Lo Shuk-yee, a journalist, said that she too believes that freedom of the press is being eroded.

She cited the example of the journalist who was detained by plainclothes police on June 30 for shouting a question about the Tiananmen Square Massacre to the president of China, Hu Jintao, during his visit to Hong Kong, as a sure sign that freedom is being attacked.

She added that the self-censorship practiced by many media outlets in the territory is also suicidal in terms of media freedom, as she believes that it will contribute to its death.

Lo added that as the authorities chip away at the freedom of the media the work of Catholic journalists becomes more and more difficult.

“The cross they bear will get heavier and heavier,” she noted, “but I believe that Jesus will walk with them.”

A teacher, Ng Kwok-ming, said that the newly introduced national and moral education, which is being imposed on schools by the government, is yet another sign of the erosion of freedom in the territory.

He described it as being too limited to be worthy of the name education and said that students should not be limited in their thinking.

“I love China,” he went on, “because it has people like Li Wangyang and Liu Xiaobo.”

However, he added that the national and moral education syllabus in Hong Kong is more about loving the Communist Party than loving the country.

“It is not suitable for schools,” he stressed.

In the heat of the afternoon the gathering listened as a reading from the Book of Samuel described how the people cried out for a king and refused to listen to words of the prophet warning them of the dangers of dictatorial rule.

“This is what the king who will reign over you will claim as his rights: He will take your sons and make them serve with his chariots and horses, and they will run in front of his chariots. Some he will assign to be commanders of thousands and commanders of fifties, and others to plow his ground and reap his harvest, and still others to make weapons of war and equipment for his chariots” (Samuel 8:11-14).

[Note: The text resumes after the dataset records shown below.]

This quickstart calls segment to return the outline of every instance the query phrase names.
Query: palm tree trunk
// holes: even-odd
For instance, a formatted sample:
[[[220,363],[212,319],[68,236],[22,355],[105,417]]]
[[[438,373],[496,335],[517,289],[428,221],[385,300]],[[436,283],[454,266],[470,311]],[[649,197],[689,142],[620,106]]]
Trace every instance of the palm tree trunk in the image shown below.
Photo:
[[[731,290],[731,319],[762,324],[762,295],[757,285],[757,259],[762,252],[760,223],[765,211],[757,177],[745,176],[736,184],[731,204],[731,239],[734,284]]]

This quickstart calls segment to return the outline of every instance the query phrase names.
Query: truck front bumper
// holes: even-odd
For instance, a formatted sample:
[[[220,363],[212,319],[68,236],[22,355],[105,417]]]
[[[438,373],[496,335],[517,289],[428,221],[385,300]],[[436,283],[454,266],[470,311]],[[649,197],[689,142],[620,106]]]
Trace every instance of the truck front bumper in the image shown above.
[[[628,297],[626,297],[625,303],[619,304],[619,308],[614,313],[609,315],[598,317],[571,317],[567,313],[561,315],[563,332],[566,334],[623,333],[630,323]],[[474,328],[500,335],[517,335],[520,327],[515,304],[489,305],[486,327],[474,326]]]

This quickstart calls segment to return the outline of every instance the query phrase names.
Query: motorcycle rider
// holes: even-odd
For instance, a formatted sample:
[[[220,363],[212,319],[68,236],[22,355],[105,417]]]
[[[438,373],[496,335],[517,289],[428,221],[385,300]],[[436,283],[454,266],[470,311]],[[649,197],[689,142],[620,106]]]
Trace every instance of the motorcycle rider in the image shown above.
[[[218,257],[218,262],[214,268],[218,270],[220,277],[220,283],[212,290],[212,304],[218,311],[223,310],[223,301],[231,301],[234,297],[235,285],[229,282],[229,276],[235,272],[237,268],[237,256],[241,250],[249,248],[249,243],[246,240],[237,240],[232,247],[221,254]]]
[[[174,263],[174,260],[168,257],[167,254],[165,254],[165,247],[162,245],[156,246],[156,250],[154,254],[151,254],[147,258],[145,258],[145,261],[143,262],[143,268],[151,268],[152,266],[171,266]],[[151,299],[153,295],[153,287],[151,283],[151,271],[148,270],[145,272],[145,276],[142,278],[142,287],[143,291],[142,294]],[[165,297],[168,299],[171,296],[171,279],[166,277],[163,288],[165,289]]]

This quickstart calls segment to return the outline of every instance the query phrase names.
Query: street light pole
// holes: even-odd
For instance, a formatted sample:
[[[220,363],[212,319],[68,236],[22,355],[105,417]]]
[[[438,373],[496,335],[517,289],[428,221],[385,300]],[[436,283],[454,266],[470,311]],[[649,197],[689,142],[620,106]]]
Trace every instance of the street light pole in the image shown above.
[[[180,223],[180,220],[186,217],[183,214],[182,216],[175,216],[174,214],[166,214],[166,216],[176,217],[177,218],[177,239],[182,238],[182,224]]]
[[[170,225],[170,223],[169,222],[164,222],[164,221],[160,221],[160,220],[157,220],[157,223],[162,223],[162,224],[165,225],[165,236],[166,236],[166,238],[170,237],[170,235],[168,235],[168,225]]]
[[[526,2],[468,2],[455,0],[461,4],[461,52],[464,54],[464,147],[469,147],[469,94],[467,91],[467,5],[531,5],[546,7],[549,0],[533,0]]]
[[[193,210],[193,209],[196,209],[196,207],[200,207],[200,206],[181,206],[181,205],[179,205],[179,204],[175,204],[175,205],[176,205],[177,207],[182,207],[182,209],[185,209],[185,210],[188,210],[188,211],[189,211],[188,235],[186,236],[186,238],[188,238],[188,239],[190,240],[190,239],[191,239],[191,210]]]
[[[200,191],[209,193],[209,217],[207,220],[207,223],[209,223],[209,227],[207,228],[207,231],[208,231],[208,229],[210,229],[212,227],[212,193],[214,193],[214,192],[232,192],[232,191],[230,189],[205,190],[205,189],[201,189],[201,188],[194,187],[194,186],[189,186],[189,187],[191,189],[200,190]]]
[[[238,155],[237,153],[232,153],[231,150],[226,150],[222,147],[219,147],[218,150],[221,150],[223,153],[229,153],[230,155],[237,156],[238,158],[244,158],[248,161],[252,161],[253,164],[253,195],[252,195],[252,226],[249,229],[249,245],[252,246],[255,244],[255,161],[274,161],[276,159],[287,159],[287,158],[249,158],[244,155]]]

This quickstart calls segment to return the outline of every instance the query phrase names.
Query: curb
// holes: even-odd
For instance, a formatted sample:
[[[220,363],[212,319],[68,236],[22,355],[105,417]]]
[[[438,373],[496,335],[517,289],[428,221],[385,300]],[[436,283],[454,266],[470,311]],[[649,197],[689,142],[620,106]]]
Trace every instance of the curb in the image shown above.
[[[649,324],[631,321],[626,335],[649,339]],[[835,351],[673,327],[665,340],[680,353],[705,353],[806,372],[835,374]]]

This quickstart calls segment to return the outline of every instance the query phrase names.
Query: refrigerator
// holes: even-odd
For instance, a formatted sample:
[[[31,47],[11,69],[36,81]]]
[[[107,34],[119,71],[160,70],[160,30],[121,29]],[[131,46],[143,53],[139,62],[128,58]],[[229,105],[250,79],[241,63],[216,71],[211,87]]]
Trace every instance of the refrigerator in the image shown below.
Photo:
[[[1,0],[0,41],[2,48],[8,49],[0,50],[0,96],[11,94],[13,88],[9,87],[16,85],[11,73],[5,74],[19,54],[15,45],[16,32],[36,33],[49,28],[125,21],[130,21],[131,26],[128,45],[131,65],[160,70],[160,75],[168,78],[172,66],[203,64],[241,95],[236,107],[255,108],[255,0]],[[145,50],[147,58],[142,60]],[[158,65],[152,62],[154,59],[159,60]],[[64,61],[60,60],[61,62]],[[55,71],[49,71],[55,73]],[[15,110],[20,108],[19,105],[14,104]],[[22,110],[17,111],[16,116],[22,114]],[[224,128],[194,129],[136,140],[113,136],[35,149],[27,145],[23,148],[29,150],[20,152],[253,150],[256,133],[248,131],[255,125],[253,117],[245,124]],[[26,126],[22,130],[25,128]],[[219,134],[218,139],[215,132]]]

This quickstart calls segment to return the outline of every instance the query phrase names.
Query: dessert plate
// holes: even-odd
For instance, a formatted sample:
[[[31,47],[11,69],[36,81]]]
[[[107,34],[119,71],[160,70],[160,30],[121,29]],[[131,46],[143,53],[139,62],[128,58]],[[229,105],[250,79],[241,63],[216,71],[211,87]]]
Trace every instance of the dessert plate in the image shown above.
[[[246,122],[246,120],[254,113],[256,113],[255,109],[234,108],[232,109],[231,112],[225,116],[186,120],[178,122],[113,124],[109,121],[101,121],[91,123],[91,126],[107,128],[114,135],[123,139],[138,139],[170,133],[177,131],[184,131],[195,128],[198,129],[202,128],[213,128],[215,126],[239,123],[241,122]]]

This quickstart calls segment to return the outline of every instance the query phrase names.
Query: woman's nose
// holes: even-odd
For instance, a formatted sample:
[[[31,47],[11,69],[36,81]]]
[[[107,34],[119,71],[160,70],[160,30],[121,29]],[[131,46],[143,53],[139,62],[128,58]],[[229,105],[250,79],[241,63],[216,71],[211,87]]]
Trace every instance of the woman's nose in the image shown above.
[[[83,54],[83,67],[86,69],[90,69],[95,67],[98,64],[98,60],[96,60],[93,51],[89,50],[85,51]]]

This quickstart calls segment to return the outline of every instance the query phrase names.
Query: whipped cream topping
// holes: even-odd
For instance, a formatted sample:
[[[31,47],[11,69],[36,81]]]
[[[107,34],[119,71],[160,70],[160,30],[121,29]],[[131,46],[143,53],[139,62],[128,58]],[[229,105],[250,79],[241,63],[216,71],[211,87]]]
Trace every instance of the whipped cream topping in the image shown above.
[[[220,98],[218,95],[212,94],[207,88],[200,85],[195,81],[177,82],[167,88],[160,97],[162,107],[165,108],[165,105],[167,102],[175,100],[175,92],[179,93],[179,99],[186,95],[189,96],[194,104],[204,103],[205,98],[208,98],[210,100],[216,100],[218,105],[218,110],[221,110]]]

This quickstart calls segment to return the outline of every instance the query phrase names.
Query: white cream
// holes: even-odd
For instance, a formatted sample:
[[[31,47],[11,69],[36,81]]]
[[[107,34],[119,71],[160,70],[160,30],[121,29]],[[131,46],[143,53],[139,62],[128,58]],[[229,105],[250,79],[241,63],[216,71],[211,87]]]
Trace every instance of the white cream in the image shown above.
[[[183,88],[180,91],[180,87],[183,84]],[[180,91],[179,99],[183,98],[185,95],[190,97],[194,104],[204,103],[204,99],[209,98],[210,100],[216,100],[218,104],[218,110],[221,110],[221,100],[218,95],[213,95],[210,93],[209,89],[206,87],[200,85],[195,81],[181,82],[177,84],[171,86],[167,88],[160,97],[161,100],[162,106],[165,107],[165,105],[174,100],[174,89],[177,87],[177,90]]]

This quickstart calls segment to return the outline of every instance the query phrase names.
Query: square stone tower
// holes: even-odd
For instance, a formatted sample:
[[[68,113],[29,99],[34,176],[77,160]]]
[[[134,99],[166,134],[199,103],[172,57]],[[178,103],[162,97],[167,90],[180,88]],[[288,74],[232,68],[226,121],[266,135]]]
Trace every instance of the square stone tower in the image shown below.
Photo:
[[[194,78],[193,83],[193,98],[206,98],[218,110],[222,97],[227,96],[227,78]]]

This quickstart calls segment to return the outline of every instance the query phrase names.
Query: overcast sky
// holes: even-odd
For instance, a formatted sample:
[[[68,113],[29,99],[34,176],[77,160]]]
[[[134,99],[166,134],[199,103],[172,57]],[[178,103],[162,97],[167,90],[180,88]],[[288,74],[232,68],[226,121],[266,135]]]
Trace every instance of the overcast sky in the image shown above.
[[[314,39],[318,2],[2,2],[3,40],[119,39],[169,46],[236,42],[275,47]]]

Father Chan drew a parallel between what he called the brainwashing of the national and moral education syllabus and Samuel’s warning about the danger of absolute monarchs.

He added that although the people both want and need a leader, they are entitled one that will rule with principle and for the common good, not just in the interests of a wealthy elite or power group.

He said he thinks that it for this reason that the hearts of the people did not return to China when the territory did and many of those hearts actually resist returning.

Father Chan said that Hong Kong saw the handover as being a return of freedom, but sadly that freedom has not yet materialised. 

He called on people to pray and work for freedom, and for the recognition of the dignity of every human being.

“We pray to God for a good ruling party,” Father Chan said. “We believe an anti-Christ party is not one that God wants.”

The Commission on Labour Affairs distributed leaflets at the gathering calling for a universal pension in Hong Kong.

It points out that the Mandatory Provident Fund, which is jointly funded by employers and personal contributions is not an adequate safeguard for people’s sunset years, as not all have the opportunity to work.

It notes that those who have not been employed cannot always live out their later years on their savings and that they have both the need for and the right to a pension.

It proffered the figure of $3,000 a month as being a minimum amount needed for a person’s basic needs.

The prayer service ended with a blessing led by the Reverend Po Kam-cheong, the secretary general of the Hong Kong Council of Christian Churches, and the 16 priests and ministers present at the gathering, as the people set off to join the huge crowd on its march through the city streets.